Kırıkkanat önceki gün Elif Şafak’ı intihalden mahkûm ettirdi. Mahkeme, Şafak’ın 2002’de yayımlanan “Bit Palas” romanının Kırıkkanat’ın ta 1990’da o zamanlar kullandığı Mine G. Saulnier imzasıyla yazdığı “Sinek Sarayı” romanına benzediğine hükmetti. Kararın teknik ayrıntıları da var ama: mahkeme iki romanın birebir benzediğine kanaat getirmedi ama bazı anahtar kelimelerin benzediği belirtti. Apartman, bit-sinek, palas-saray…

Sadece çalarak iyi sanatçı olunmadığı gibi ne kadar çalındığı, neye çalıntı deneceği de önemli. Babam öldüğünde arkasından yazdığım yazının başlığını “Babamın bavulu” koymuştum. Orhan Pamuk’un çok bilinen Nobel konuşmasının başlığıydı ve tam da çok bilindiğini varsaydığım için başlığın kaynağını vermedim. Tıpkı herhangi birinin her “var olmanın dayanılmaz hafifliği” ifadesi kullandığında kendisini Milan Kundera’dan bahsetmek zorunda hissetmediği gibi. Bu intihal mi?

İDDİA SİCİLİ KABARIK

Kırıkkanat ve Şafak arasındaki davada taraflardan birinin sicili sonuca etki etmiş olabilir. Zira Elif Şafak’la ilgili ilk intihal ya da taklit vakası değil “Bit Palas.” Daha evvel yazdığı “İskender” romanının Zadie Smith’in “White Teeth”ine fazlaca benzediği konuşulmuştu: benzer temalı iki romanda da bodrum kat dairesinden bakan karakterlerin aklından geçenlerin anlatıldığı satırlar birbirine benziyor.

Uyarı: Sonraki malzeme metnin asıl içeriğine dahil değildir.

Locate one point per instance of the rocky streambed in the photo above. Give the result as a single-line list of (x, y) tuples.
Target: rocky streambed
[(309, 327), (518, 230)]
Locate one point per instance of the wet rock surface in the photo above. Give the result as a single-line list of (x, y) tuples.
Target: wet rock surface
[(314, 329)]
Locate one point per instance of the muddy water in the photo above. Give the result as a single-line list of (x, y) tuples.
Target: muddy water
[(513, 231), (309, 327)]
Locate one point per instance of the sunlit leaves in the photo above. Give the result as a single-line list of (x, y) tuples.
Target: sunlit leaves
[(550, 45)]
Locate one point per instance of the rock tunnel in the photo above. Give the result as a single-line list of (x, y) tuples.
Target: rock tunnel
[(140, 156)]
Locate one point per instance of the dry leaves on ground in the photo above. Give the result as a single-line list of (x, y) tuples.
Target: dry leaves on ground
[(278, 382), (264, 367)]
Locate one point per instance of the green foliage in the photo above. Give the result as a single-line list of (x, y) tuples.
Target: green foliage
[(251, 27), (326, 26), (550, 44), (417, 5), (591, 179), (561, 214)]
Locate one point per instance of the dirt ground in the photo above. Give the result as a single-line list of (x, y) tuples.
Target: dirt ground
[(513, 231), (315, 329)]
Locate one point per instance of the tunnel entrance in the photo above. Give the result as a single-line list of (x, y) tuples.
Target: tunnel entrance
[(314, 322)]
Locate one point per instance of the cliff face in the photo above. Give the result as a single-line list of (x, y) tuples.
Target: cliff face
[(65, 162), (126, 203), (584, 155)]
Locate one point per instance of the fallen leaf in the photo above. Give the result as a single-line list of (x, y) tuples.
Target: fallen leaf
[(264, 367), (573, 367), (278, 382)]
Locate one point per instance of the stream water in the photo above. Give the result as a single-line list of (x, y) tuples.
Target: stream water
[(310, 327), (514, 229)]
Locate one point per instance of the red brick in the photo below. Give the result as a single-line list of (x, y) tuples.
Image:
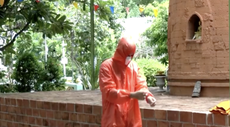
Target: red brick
[(19, 102), (144, 123), (97, 110), (199, 118), (96, 126), (174, 124), (84, 125), (73, 117), (2, 101), (162, 124), (11, 117), (11, 109), (83, 117), (46, 105), (10, 124), (13, 102), (148, 113), (185, 116), (51, 123), (76, 125), (3, 124), (91, 119), (58, 115), (42, 113), (29, 111), (151, 123), (65, 116), (62, 107), (220, 119), (70, 107), (160, 114), (39, 121), (210, 119), (32, 120), (3, 108), (202, 125), (188, 125), (55, 106), (69, 124), (7, 101), (33, 104), (88, 109), (19, 118), (60, 123), (36, 112), (20, 110), (45, 122), (50, 114), (173, 115), (25, 119), (39, 104), (79, 108), (26, 103), (98, 119)]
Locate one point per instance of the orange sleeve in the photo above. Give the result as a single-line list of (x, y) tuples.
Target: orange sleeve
[(108, 87), (141, 83)]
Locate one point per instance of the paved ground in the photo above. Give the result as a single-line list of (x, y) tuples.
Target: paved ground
[(164, 101)]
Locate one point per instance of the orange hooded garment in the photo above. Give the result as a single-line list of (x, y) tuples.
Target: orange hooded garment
[(116, 81)]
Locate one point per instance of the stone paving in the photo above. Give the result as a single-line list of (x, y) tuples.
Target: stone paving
[(164, 101)]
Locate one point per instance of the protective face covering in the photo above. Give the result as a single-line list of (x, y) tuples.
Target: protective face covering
[(116, 81), (128, 60)]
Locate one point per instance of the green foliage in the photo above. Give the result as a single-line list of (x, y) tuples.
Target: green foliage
[(7, 88), (27, 73), (149, 68), (134, 10), (29, 16), (157, 33), (52, 77), (79, 44), (148, 11)]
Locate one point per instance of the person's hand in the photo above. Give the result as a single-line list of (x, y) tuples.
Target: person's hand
[(151, 101), (139, 95)]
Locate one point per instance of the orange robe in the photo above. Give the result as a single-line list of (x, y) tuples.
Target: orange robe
[(116, 81)]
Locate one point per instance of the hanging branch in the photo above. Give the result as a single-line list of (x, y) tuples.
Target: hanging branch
[(15, 36)]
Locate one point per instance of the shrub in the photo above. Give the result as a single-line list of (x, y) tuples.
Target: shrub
[(149, 68), (52, 76), (27, 72)]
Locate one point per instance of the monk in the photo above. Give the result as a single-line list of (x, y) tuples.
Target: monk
[(122, 86)]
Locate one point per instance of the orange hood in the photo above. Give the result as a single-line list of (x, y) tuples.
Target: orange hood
[(125, 48)]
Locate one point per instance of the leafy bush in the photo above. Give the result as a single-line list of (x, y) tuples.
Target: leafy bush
[(149, 68), (51, 76), (5, 87), (27, 73)]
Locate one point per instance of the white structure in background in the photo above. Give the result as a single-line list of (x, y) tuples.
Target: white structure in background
[(134, 27)]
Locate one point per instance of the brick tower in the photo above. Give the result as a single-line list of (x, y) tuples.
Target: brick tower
[(198, 46)]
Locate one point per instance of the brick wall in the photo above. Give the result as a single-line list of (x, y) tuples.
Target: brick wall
[(31, 113)]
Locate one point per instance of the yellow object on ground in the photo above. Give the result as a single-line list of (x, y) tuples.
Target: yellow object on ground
[(222, 108)]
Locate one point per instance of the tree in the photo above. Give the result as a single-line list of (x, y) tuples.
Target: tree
[(21, 18), (27, 73), (157, 33)]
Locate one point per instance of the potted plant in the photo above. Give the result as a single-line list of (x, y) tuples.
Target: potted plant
[(160, 80)]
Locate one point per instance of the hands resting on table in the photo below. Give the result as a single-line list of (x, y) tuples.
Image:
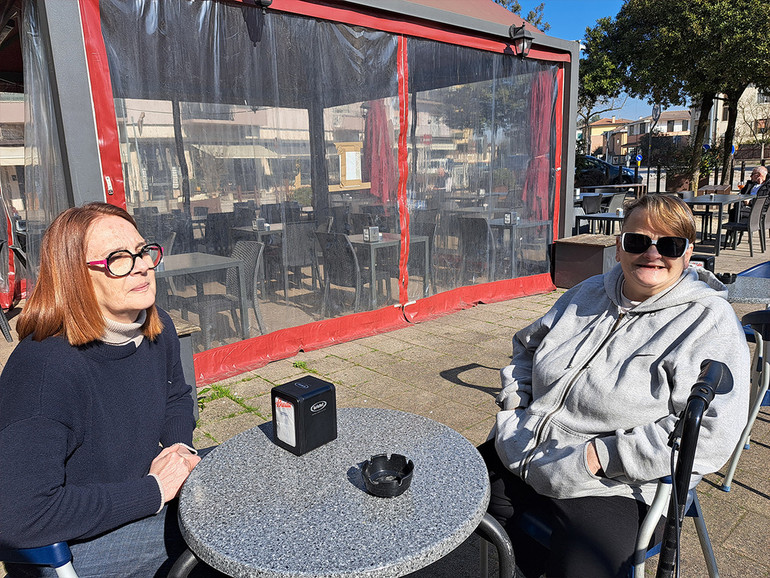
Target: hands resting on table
[(172, 466)]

İddianın ilk sahibi Smith’in romanını Türkçeye çeviren Mefkure Bayatlı’ydı: “Bu kadarı tesadüf olamaz. Şafak, Zadie’nin kitabını şablon olarak örnek almış, aileyi Türk yaparak bir kitap yazmış. Konuyu basitleştirmiş. Özellikle pencere hikayesindeki benzerliği aklım almıyor. On tane öyle paralel hikaye yazılabilirdi ama pencere hikayesi paralel bile olmamış. Buna intihal denir. Uyarlama gibi bir şey olmuş. Esinlenmeyi aşmış.”

İddiaları reddeden Şafak o dönem bu gazetede Smith’in kendisine gönderdiği mektubu paylaştı. İddiaları gülünç bulduğunu söyleyen Smith’in tepkisi bir anlamda ironikti. Bir kere kitap henüz İngilizce yayımlanmamış, dahası Smith’in bizzat kendisi de geçmişte intihal iddialarına maruz kalmıştı. “White Teeth” kendisinin de kabul ettiği gibi doğrudan Martin Amis’in “London Fields”inden esinlenmiş, ama sonradan içinde 50’ye yakın noktada benzerlik tespit edilmişti. “On Beauty” ise birebir “Howards End”i andırıyordu, hatta ilk cümlesi sonradan değiştirildi. Smith’e göre bu roman bir “homage” (saygı duruşu) ve fazla esinlendiğiniz bir işe “homage” deyince “İyi sanatçılar çalar,” misali aftan faydalanıyorsunuz.

Şafak’ın “On Dakika Otuz Sekiz Saniye” romanının da Kahraman Çayırlı’nın “Hayat Kadınları Aldatmaz”ından fazlasıyla esinlendiği tartışıldı. Şafak’la ilgili intihal tartışmalarının ufak bir kısmına ben de tarafım: “İskender” romanın kapağının Glenn Gould belgeselinin DVD kapağından aşırıldığını ben yazmıştım. Şafak’ın “Şemspare” kitabındaki şemsiye fotoğrafları için de benzer yorumu yapanlar oldu. (Elif Şafak’ın kitap kapaklarını yapan reklamcı Uğurcan Atatoğlu; onun ortağı Serdar Erener. Serdar Erener’in eşi Nil Karaibrahimgil’in bir albüm kapağıysa birebir Yayoi Kusama’dan aşırma.)

APARTMAN, FİL, PENCERE

“Sinek Sarayı”nı okumadım. 20 sene önce ilk yayımlandığında “Bit Palas”a başlamıştım ama o kadar sıkıldım ki bırakmak zorunda kaldım. Türklerin bulgur yedikleri için kafalarının çalışmadığına dair bir bölüm kaldı aklımda, o kadar. O dönem Şafak’ı temsil eden ajansı bana romanı atlaya atlaya okumam tavsiyesinde bulunmuştu.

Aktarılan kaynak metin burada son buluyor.